Paragraph 9 of the Commentary to Article 11 of the OECD Model explains that the term
“beneficial owner” is not used in a narrow technical sense, rather, it should be understood in its context and in the light of the object and purpose of the treaty, including avoiding double taxation and the prevention of fiscal evasion and avoidance.
So its meaning is not limited to the meaning that it might have under the domestic law of a state (such as in the context of UK trust law), rather in the context of treaties it should be given an “international fiscal meaning”.
The Commentary gives three examples of persons who should not be considered the beneficial owners of income:
- Nominees; and
- Conduit companies which have, as a practical matter, very narrow powers which render them, in relation to the income concerned, mere fiduciaries or administrators acting on account of the interested parties.
In the Indofood case (see INTM332040) the Court of Appeal commented favourably on guidance issued by the Indonesian tax authority which described the beneficial owner of income as a person ‘that has the full privilege to directly benefit from the income’ (see paragraph 42 of the judgement). The examples in the Commentary are not the beneficial owners of income because they do not have this ‘full privilege’.

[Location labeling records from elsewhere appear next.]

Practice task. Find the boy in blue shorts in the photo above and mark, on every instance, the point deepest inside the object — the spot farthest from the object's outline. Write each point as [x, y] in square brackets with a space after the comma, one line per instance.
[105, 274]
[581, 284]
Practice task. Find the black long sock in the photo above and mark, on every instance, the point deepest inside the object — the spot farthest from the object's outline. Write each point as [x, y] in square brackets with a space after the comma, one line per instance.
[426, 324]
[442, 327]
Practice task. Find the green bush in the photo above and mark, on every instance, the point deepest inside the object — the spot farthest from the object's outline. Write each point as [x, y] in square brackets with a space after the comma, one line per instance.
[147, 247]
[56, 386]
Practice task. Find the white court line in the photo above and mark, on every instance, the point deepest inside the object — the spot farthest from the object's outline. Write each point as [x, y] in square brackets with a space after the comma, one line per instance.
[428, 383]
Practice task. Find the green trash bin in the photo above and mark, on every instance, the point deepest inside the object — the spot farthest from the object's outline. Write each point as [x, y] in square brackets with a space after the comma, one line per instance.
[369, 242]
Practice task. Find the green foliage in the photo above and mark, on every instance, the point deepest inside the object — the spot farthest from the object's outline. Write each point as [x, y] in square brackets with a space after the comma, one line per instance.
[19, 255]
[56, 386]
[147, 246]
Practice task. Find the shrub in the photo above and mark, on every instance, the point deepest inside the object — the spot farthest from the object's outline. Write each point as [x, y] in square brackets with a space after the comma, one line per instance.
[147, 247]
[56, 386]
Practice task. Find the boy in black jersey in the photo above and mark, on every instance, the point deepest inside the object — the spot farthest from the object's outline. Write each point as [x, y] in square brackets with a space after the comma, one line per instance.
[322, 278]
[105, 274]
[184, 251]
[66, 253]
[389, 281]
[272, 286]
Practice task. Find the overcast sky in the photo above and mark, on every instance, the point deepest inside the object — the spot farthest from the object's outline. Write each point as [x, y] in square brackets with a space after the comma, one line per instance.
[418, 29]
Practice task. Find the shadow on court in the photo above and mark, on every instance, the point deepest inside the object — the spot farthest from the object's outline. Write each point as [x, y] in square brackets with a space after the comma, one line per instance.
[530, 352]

It follows that if a person does not have the full privilege to directly benefit from the income they must be under an obligation to pass that income on to another person. This obligation might be found in legal documents, but the Court of Appeal was also clear that such an obligation might also be found by looking at the commercial and practical substance of an arrangement (see paragraph 44 of the judgement). It is, therefore, relevant to examine all aspects of a transaction and not just its legal form when enquiring into beneficial ownership. Further guidance on what to look for can be found in INTM504050.
Where an obligation to pass income on exists, it may not always be the case that the obligation is to pass the income on in the same form as it was received. For example, if an arrangement exists whereby a person is obliged to pass on an interest receipt in the form of dividends to a shareholder, the fact that the income has changed character is not in itself an indicator that the immediate recipient is the beneficial owner of the income. Similarly, the fact that income is not passed on immediately is not necessarily an indicator of beneficial ownership. For example, a investment advisor may be authorised to hold a client’s investment income on their behalf with a view to reinvestment by the client rather than paying it over immediately, but this would not make them the beneficial owner of the client’s income.
In considering whether an obligation to pass on an item of income exists, it should be noted that the obligation must be specific to the payment received. For example, a bank operating in the ordinary course of its business may borrow money (or accept deposits) in order to advance loans to borrowers. The interest income from borrowers in general will be used to pay interest on deposits and interest-bearing funding. However, as there is no obligation to pass on a specific item of income to another person, the bank is clearly the beneficial owner of the income it receives. Likewise, collective investment schemes or pension funds who pass investment income on to investors or scheme members in the form of distributions or pensions will still be the beneficial owners of that income.
So, while the test of beneficial ownership is important in preventing improper use of the UK’s tax treaties, its scope is limited to a particular set of circumstances: where a person does not have the full right to directly benefit from income because of an obligation to pass it on to another person. As a result it will not be applicable in all cases of treaty shopping and regard should also be had to other provisions in the relevant DTA if treaty abuse is suspected.